On the South Bank side at last, they turned upriver at walking pace and took almost fifteen minutes to reach Lambeth Palace. Fiona’s phone was off, which was her only defense against the compulsion to check texts and e-mail every five minutes. She had written but not sent a message. You cannot do this! But he was doing it, and the exclamation mark said it all—she was a fool. Her emotional tone, as she sometimes referred to it and which she liked to monitor, was entirely novel. A blend of desolation and outrage
. Or longing and fury. She wanted him back, she never wanted to see him again. Shame was also a component. But what had she done? Lost herself to work, neglected her husband, let one long case distract her? But he had his own work, he had his various moods. She had been humiliated and didn’t want anyone to know and would pretend that all was fine. She felt tainted by secrecy. Was that it, was that the shame? Once in the know, one of her sensible friends was bound to urge her to phone him to demand an explanation. Impossible. She still recoiled from hearing the worst. Every thought she had now about the situation she’d indulged several times before, and still she went round again. Treadmill thinking, from which only sleep, medically induced, could rescue her. Sleep, or this unorthodox excursion.

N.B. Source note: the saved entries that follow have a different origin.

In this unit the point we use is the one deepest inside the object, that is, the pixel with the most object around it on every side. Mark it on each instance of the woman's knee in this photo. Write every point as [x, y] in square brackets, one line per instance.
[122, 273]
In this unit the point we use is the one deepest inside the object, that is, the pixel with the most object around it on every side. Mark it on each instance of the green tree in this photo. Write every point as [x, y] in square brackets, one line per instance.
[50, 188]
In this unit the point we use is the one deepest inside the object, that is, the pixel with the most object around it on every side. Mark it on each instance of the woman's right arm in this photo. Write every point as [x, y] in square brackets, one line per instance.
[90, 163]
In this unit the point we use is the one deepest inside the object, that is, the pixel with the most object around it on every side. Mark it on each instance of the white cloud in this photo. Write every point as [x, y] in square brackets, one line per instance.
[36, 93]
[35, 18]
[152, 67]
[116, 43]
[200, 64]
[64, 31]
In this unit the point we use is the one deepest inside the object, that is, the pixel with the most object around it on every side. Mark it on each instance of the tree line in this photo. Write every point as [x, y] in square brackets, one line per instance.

At last they were on the Wandsworth Road and making twenty miles an hour, the speed of a horse at full gallop. They passed on the right an old cinema converted to squash courts where, many years ago, Jack had played to the limits of endurance to make eleventh place in an all-London tournament. And she, loyal young wife, somewhat bored, placed well back from the glass-fronted court, peeping from time to time at her notes on a rape case she was defending, and would lose. Eight years for her outraged client. Almost certainly blameless. Rightly, he never forgave her.
She had a north Londoner’s ignorance of and disdain for the boundless shabby tangle of London south of the river. Not a Tube stop to give meaning and relation to a wilderness of villages swallowed up long ago, to sad shops, to dodgy garages interspersed with dusty Edwardian houses and brutalist apartment towers, the dedicated lairs of drug gangs. The pavement crowds, adrift in alien concerns, belonged to some other, remote city, not her own. How would she have known they were passing through Clapham Junction without the faded jokey sign above a boarded-up electrical store? Why make a life here? She recognized in herself the signs of an enveloping misanthropy and made herself remember her mission. She was visiting a seriously ill boy.